Özel Bölüm° Güzelim

1.9K 156 183
                                    

Hongjoong günlerdir tek başına baktığı, daha çok bakmaya çalıştığı oğluyla cebelleşirken telefonu çalmıştı.

Tae Oh yemek istemediği yemeğini, babasının telefona dönmesiyle masada bırakıp odasına kaçarak kapıyı kilitlediğinde Hongjoong telefonla konuşuyordu.

"Seonghwa ya, gel artık!" Günlerdir görmediği eşini hem özlemişti, hem de Tae Oh, Seonghwa olmadan çok huysuzdu.

"Güzelim, Londra'dan Seul'e gelmek kolay mı? İşlerim bitince geleceğim." Hongjoong oğlunun yokluğunu farkedip onu aramaya koyulduğunda konuşmaya devam etti.

"Park Tae Oh, sensiz duramıyor." Kendi odası ve mutfak dahil hiçbir yerde göremeyince kapısı kapalı odaya ilerledi.

"Öyle mi?
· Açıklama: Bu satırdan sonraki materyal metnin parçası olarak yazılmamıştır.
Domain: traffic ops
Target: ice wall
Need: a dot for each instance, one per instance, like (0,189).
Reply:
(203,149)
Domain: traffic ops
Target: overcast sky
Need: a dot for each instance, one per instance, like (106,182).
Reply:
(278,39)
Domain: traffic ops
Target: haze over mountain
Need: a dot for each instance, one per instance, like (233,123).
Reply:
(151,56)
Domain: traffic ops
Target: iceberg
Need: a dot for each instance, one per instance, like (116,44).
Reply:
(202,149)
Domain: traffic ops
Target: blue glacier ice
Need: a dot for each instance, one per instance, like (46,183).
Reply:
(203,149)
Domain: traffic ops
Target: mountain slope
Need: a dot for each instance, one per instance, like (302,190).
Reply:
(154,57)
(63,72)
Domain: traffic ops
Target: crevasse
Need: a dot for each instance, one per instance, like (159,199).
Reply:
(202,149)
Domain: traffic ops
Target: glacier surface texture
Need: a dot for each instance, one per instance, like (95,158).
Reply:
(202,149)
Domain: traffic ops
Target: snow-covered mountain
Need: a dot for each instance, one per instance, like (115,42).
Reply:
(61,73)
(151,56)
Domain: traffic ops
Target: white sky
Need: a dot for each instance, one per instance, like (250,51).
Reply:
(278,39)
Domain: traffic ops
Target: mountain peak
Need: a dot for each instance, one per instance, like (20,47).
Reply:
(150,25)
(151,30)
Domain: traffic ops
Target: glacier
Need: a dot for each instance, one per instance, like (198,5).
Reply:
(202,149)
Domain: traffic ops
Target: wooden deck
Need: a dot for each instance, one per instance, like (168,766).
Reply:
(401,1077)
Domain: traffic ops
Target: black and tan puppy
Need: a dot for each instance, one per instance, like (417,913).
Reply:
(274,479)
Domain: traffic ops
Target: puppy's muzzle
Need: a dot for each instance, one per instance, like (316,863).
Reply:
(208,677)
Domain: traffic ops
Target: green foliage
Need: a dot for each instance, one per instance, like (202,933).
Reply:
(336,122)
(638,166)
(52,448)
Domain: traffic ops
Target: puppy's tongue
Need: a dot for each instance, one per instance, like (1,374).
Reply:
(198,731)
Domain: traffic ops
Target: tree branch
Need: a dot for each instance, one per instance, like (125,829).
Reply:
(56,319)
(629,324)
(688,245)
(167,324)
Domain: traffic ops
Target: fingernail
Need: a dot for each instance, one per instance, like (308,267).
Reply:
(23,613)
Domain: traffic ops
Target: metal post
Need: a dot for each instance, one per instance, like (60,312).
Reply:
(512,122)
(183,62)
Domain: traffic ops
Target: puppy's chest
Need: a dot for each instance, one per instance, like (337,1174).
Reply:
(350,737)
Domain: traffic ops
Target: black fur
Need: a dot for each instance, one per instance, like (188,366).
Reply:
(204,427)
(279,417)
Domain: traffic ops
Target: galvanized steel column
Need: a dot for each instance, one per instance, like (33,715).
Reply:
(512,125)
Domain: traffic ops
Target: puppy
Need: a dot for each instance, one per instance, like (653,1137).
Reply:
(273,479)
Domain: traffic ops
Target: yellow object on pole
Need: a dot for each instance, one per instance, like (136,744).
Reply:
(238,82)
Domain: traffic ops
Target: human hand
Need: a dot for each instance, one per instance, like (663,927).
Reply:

Kim Hongjoong bensiz durabiliyor yani?"

"Dalga geçmenin sırası mı pezevenk, eve gel ölüyorum hasretimden." Tae Oh'un odasının kapısını açmaya çalıştığında açılmayınca ofladı. "Aç kapıyı!"

"Ne?"

"Yavrum dur, Tae Oh! Kaç kere kapıyı kilitleme diyeceğim? Aç şunu!" Eli ayağına dolaşmıştı, odanın camı açıktı en son.

"Bebeğim, bağırma ve sakin ol. Anahtarı alıp aç."

"Ben salak mıyım Seonghwa? Anahtar içerideydi. Tae Oh, yalvarırım aç şunu!" Sesi titremişti.

"Telefonu hapörlere al, sesimi duyarsa oyunu bırakır belki." Hongjoong gözleri dolarken dediğini yaptığında kapıyı tıklatmaya devam ediyordu. "Açtım."

"Park Tae Oh, sesimi duyuyor musun? Aç kapıyı konuşalım hadi, çok özledim seni." Hongjoong kapıyı zorlamaya devam ederken Tae Oh kapıya vurmaya başladı.

"Baba! Babacım, burada kaldım açamıyorum!" Hongjoong'un ağzından hıçkırık kaçtığında Seonghwa derin bir iç çekti.

"Çekil kapının arkasından." Hongjoong panik halinde, resmen çığlık atmıştı titreyen sesiyle.

"Birazdan yine arayacağım, burası da karıştı." Hongjoong bir şey demeden telefonu kapatıp arkasındaki odadaki yatağa doğru attıktan sonra derin nefes aldı. Tae Oh ağlamaya başlamıştı ve kapıyı açmaya çalışıyordu.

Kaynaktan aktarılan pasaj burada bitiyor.